Different Types of Activation Functions :Sigmoid, tanh, ReLu & Leaky ReLu
Sigmoid
The sigmoid function range is [0,1]
Advantages
It is good to use for the problem of binary classification as it outputs a value between 0 and 1 (0&1 inclusive).
Drawbacks
It is some times not used in hidden layers because as the value of the x becomes large the steepness of the graph decreases, the gradient values become very small, this can slow the learning of our model.
tanh
Tanh function range is [-1,1]
Advantages
This is better than the sigmoid function as it is steeper than the sigmoid for small values which make learning faster as the gradient is large.
Drawbacks
As it ranges between -1 and 1 it cannot be used as the activation function of the last layer for binary classification as we need the binary output.

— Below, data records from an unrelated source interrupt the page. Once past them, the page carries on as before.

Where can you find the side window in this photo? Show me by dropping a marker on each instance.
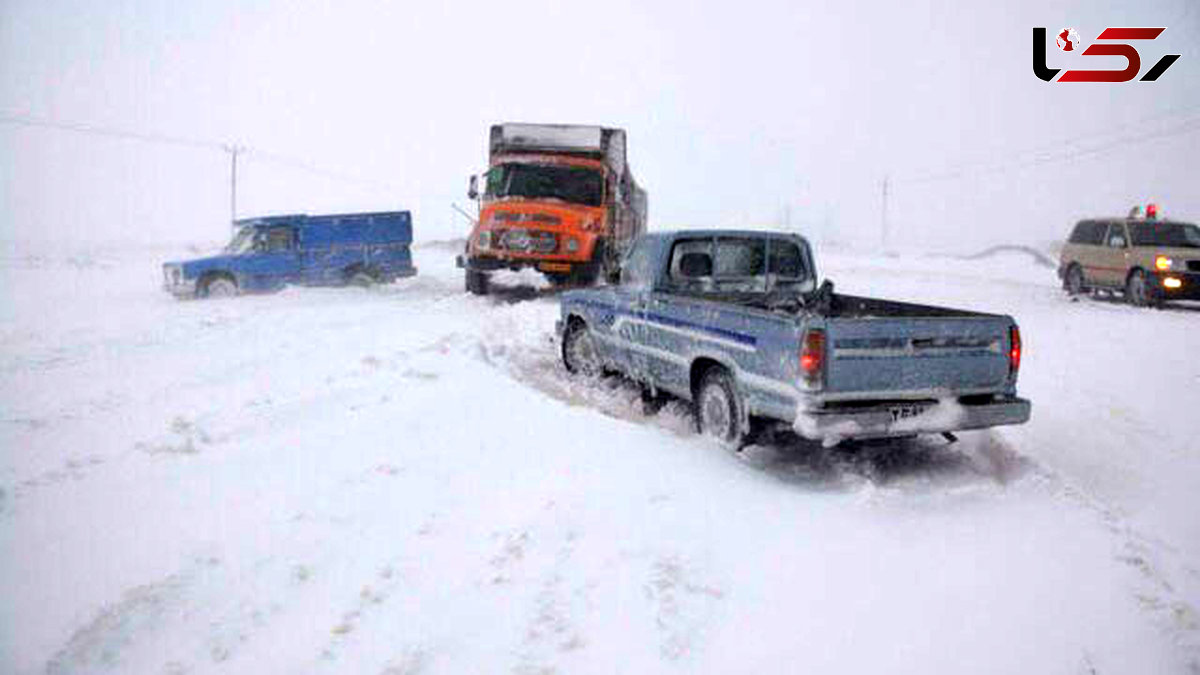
(279, 239)
(1117, 237)
(636, 270)
(1090, 232)
(785, 260)
(1080, 234)
(691, 264)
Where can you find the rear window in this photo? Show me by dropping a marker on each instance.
(1089, 232)
(1168, 234)
(786, 260)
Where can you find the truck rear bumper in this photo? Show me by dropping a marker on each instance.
(1175, 285)
(906, 419)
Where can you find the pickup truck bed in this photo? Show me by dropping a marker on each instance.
(834, 366)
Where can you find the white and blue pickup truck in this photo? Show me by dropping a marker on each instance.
(736, 323)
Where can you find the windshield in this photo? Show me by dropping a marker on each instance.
(1173, 234)
(547, 181)
(243, 242)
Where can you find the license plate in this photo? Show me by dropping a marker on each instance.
(905, 412)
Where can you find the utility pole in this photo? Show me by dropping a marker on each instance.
(883, 216)
(233, 149)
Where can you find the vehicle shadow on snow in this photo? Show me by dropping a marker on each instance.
(909, 464)
(509, 294)
(1116, 299)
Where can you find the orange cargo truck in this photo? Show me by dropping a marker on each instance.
(558, 198)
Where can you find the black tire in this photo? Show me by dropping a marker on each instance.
(1073, 281)
(360, 278)
(559, 279)
(718, 408)
(1138, 291)
(477, 282)
(579, 351)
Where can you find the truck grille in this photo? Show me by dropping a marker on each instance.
(527, 240)
(515, 217)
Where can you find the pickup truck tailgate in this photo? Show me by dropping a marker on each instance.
(916, 357)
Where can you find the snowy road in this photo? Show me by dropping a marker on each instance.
(403, 481)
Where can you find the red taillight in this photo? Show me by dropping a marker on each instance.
(1014, 350)
(813, 357)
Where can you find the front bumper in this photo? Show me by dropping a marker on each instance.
(1188, 285)
(492, 263)
(898, 419)
(183, 288)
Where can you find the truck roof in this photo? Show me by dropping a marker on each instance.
(747, 233)
(298, 219)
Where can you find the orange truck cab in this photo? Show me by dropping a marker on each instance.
(558, 198)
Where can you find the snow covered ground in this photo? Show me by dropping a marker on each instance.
(405, 481)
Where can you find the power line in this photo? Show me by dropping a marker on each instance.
(1047, 154)
(96, 130)
(179, 141)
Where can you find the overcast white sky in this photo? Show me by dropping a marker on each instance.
(738, 113)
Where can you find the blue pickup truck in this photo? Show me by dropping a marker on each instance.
(328, 250)
(736, 323)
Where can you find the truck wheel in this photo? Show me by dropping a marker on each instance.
(1074, 280)
(1137, 291)
(559, 279)
(361, 279)
(477, 282)
(579, 351)
(718, 408)
(220, 287)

Moreover, just like the sigmoid function, the gradient is very less for the large values which again makes the learning slow.
ReLu
Advantages
Nowadays, this activation is mostly used as the gradient is significant and also it remains the same for large values.
Drawbacks
For negative values, the gradient drops to 0 which can make learning significantly slow. So, this should be used when most of the input values for a given layer are positive.
Leaky Relu
Advantages
This is a modified version of the ReLu function.
In this function for negative values, there is some slight slope that ensures that the gradient does not drop to zero, and the learning of the model is not being much affected.
Drawbacks
This is not as such a major drawback but sometimes the slope of function in the negative region needs to be fine-tuned.